Mohamed Mechati, membre du groupe historique des 22, à l’origine du déclenchement de la guerre de libération nationale, a dévoilé mercredi soir au Centre culturel algérien (CCA) de Paris, des pages inédites sur la phase préparatoire, militaire et politique de cette période de l’histoire de l’Algérie.
Lors d’une conférence-débat, articulée autour de la présentation de son livre « Militants de l’indépendance algérienne-mémoires 1921-2000 », paru aux Editions Tribord, Mohamed Mechati, acteur de premier plan du mouvement national algérien, jusqu’à son arrestation en 1958, mais aussi acteur essentiel du premier noyau du Front de libération nationale (FLN), de la future Fédération de France, a retracé, à travers son itinéraire politique et militant, l’évolution de la conscience nationale algérienne.

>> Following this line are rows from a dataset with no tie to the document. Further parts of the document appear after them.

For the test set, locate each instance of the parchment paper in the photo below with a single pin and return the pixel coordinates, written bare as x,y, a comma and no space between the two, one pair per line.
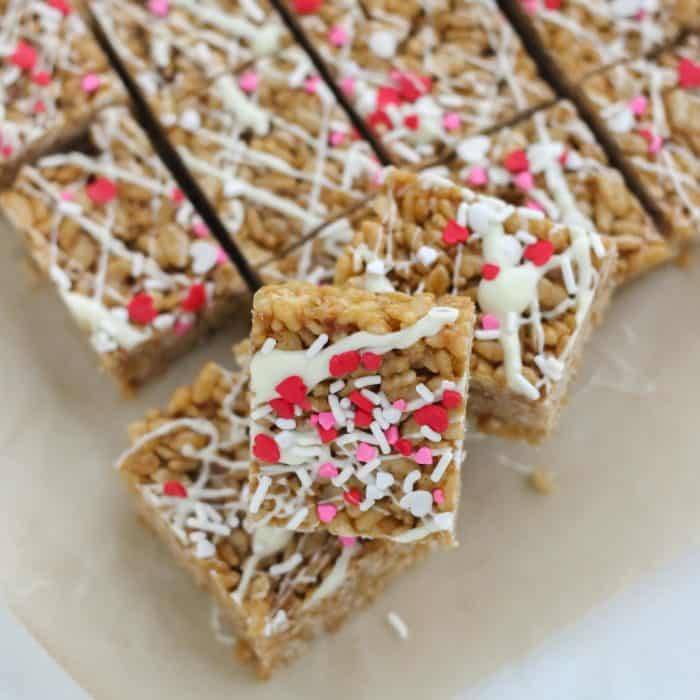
105,599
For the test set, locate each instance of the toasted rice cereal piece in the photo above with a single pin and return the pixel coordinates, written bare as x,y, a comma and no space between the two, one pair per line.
552,162
187,470
578,38
424,79
174,46
358,409
538,286
54,78
131,260
650,110
272,150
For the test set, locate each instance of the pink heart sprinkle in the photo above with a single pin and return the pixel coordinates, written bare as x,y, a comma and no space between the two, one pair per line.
336,138
326,420
477,177
423,455
159,8
490,323
327,471
199,228
347,85
248,82
524,180
326,512
638,105
338,36
311,84
90,82
365,452
451,121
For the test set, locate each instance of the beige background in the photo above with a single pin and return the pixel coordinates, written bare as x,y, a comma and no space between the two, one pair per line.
103,597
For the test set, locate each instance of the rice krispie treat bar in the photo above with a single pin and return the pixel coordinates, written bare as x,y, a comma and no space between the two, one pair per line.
552,162
358,409
538,286
130,258
53,80
173,45
187,469
423,78
272,150
650,111
577,38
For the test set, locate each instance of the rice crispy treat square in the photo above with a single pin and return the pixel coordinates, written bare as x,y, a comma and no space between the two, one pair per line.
271,149
422,79
53,80
577,38
358,411
173,45
187,469
650,110
552,162
129,256
538,287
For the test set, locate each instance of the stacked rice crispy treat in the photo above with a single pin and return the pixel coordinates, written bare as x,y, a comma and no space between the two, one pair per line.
188,471
129,256
538,285
53,80
424,75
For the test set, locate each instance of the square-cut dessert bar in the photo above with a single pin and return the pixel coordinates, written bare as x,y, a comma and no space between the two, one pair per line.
538,286
358,411
422,78
53,80
552,162
188,471
170,45
577,38
272,149
129,256
650,111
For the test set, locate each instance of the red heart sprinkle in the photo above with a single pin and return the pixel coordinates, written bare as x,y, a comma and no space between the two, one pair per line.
451,398
141,309
489,271
284,409
174,488
306,7
434,416
361,401
370,360
326,435
293,390
516,161
411,121
24,56
101,190
453,233
353,497
363,419
539,253
688,73
403,446
41,78
266,449
344,363
196,298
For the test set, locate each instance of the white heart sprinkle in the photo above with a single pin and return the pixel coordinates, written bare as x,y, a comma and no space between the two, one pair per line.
204,256
419,503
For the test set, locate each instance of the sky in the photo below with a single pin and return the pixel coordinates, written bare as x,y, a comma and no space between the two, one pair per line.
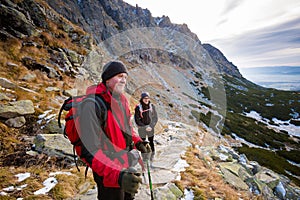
250,33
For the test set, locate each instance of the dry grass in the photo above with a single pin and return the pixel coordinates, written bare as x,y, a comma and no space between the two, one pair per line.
68,185
203,177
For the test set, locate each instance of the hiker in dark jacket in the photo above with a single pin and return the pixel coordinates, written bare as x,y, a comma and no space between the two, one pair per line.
145,117
105,147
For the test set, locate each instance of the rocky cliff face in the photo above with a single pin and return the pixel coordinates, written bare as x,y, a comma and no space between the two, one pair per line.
50,50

S’appuyant sur son livre, Mohamed Mechati, membre de l’Organisation spéciale (OS), structure clandestine armée du Parti du peuple algérien (PPA), a apporté son précieux témoignage sur cette période charnière du passage de l’action politique à l’option de la lutte armée, « devenue, a-t-il dit, une exigence après les massacres de Sétif, Guelma, Kherrata ».
« Le 1er novembre n’est pas un fait du hasard. Ses origines se trouvent dans le mouvement national. Si on ne connaît pas l’histoire de ce mouvement, on ne peut pas comprendre l’action du groupe des 22 », a-t-il souligné, lors de cette rencontre qui s’est déroulée en présence de Niels Anderson, éditeur suisse engagé en faveur de la cause algérienne.
Mohamed Mechati a souligné, devant un public nombreux, que les historiens font remonter l’histoire du mouvement national à l’Etoile nord-africaine (ENA), soulignant que pour lui l’apport de celle-ci a été « négatif pour le mouvement national ».
« C’était une déviation même, dans la mesure où cette structure était une création du pouvoir colonial, par l’entremise du Parti communiste français, pour saborder l’action de l’émir Khaled qui le dérangeait foncièrement », a-t-il affirmé.
L’émir Khaled réclamait déjà le droit à l’autodétermination
Il a également révélé qu’en 1919, au terme de la Première Guerre mondiale, l’émir Khaled réclamait déjà, pour les Algériens, le droit à l’autodétermination.
« Il est revenu en Algérie en 1923 ou 1924, en faisant une tournée à travers tout le pays dans le but de lancer un mouvement. Il s’adressait aux gens lettrés et aux conseillers municipaux. Cela a tellement bien pris que le pouvoir colonial a eu peur, allant jusqu’à l’expulser d’Algérie et réprimer ses partisans ».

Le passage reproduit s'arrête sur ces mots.